Il referendum confermativo sulla riduzione dei parlamentari mi spinge ad alcune brevi riflessioni.
- Distinguerei il merito dal contesto. Sul merito, oggettivamente non si porrebbero particolari motivi ostativi alla riduzione del numero dei rappresentanti. Nel passato tante proposte di riforma hanno anche contemplato tale scelta. Il contesto invece avvalora maggiormente le ragioni del no. Non mi convince la motivazione “relativistica” secondo cui si tratterebbe di un primo passo verso gli ulteriori necessari cambiamenti (legge elettorale, monocameralismo, etc). Culturalmente mi riconosco nella logica dei piccoli passi, tipica del riformismo democratico, e tuttavia in questo caso non riesco proprio a cogliere le condizioni politiche di base perché si possa davvero immaginare l’avvio di un percorso di riforme costituzionali ed istituzionali più organico all’interno del quale trovi significato la riduzione del numero dei parlamentari. Il referendum, da questo punto di vista, sembra avere una valenza squisitamente politica.
- Il governo val bene un sì? Tra la prospettiva di un governo reazionario Salvini-Meloni e l’abbandono di quello che resta della identità democratica, possibile che il realismo politico non riesca a sortire alternative? Può essere che dietro le quinte dell’attuale palcoscenico politico, queste alternative si stiano costruendo e si stiano condividendo prospettive che per la loro portata innovativa troverebbero oggi scarso consenso.

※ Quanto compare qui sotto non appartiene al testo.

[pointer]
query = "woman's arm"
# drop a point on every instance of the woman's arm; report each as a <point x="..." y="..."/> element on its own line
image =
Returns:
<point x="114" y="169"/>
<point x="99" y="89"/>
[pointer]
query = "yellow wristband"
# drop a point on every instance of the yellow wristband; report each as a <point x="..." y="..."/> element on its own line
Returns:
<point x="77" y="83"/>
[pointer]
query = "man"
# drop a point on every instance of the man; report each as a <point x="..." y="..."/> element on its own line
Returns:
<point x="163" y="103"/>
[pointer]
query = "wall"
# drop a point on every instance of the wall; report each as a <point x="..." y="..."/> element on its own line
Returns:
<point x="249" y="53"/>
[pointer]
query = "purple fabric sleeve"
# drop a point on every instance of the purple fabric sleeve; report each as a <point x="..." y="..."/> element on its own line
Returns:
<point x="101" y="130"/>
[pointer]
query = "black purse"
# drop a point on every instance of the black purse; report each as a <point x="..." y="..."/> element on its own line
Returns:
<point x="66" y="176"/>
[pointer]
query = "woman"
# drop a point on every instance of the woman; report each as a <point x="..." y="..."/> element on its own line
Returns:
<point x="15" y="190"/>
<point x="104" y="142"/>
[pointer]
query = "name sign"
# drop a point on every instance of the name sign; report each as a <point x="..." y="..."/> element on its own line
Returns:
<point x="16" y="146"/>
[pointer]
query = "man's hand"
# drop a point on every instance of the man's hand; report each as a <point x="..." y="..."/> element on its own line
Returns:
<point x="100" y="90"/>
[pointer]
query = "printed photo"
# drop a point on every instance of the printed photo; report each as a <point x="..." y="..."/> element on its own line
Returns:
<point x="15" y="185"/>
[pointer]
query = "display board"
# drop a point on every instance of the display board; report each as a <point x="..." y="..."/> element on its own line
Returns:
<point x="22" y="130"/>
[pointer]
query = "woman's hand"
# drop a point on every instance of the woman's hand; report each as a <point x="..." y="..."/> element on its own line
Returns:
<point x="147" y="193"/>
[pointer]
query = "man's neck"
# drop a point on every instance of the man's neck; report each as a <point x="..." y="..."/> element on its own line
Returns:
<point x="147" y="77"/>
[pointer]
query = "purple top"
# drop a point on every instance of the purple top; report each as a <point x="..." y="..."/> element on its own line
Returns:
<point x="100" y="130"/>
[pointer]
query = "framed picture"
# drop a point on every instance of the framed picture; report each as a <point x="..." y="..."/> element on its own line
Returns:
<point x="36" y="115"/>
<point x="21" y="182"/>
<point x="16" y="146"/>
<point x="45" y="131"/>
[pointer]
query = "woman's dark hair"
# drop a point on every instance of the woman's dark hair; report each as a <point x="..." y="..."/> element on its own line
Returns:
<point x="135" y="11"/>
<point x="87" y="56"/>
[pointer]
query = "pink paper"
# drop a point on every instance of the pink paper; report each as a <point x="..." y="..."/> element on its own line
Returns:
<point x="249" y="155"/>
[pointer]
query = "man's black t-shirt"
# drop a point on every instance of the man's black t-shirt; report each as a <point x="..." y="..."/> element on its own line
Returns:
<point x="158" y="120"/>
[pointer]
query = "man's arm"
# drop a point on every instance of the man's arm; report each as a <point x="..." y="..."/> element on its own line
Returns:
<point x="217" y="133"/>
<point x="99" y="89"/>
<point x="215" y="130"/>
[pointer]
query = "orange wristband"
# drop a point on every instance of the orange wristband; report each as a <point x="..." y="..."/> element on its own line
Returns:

E tuttavia, al netto di questi eventuali retroscena, se proprio devo dirla tutta, il Pd ancora una volta sembra abdicare al suo ruolo.
- Appiattire, come fanno alcuni nostri amici, la ispirazione riformista alle ragioni del sì, mi pare una operazione ardita. “Un posto migliore dell’Egitto” (Michael Walzer), che giustamente consideriamo l’esito del vero riformismo, non lo si costruisce prendendo a prestito soluzioni elaborate dentro visioni populiste e reazionarie, sperando “opportunisticamente” nella redenzione di alcuni attuali compagni di viaggio.
- Infine, un’ultima considerazione. Molti di noi hanno creduto nella grande riforma costituzionale del 2016, che però il popolo ha respinto. Ho l’impressione che questo piccolo e astruso frammento di riforma sia spesso sostenuto con un certo piglio “ideologico”. Insomma, è legittimo che su queste questioni si sviluppi una dialettica vivace, ma è altrettanto essenziale preservare il senso della misura nell’affermare le proprie opinioni, perché consapevoli che non si sta discutendo di verità assolute. Un po’ di laicità non guasterebbe.